For Scotty McCreery, Seasons Change is just as much a collection of memories as it is an album of music. Fans will recognize the artist they admired when he was crowned the victor on American Idol, but notice a new sense of maturity on the project. A clear reflection of where he’s at in life, the album turns themes of love, humility and steadfastness into honest songs about the ebbs and flows of life.
Nostalgia and reflection dominate over the course of 11 songs, with McCreery letting us know from the start it’s the dawn of a new day on the title track, proclaiming one “can’t keep a man down when he’s on his way up” as he powers through the rain into a new season of life. From there he takes us on a journey to the places, and most importantly the people, that helped shape his life, particularly on “Boys From Back Home,” “Home in My Mind” and the poignant lead single “Five More Minutes,” all of which have him reminiscing about the people and experiences that make his memories of North Carolina home.

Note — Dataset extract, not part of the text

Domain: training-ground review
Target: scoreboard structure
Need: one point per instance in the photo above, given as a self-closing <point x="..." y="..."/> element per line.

Perhaps no song is more personal than “This Is It” as the singer takes us with him during the life-changing moment Gabi Dugal became his fiancée. McCreery paints a picturesque view of the mountain where he proposed, climbing 4,000 feet high to the indescribable view where “Carolina meets the sky,” from there building the path to the rest of his life, all laid out in song. It’s a tender moment and a story only McCreery could tell, making for an honest reflection fans are sure to gravitate to. And he’s just as romantic on “Still,” not holding back as he tells the woman he loves just how she makes him feel. “Every day changes but it doesn’t change, the way you make me smile when you say my name…like it did back when, when we were just beginning, and girl it always will, I want you, I need you, still,” he croons.
McCreery doesn’t throw any curve balls on Seasons Change, mainly ignoring the common trends on current country radio to deliver an authentic album that sticks to his roots and relies on his own blend of traditional country. For McCreery, the growth isn’t on the production side of the album (though he does incorporate horns on “Barefootin’”), it’s in the lyrics, laying forth the future he hopes for himself while using descriptive details to really take the listener inside his roots and the people that knew him long before his days of stardom.
Seasons Change isn’t a stark difference from his past projects, and it doesn’t have to be, acting more like an extension of what made fans love him in the first place. It exudes the humble qualities that made McCreery a star while showing off his growth throughout his young adult life – just with a little more heart and maturity.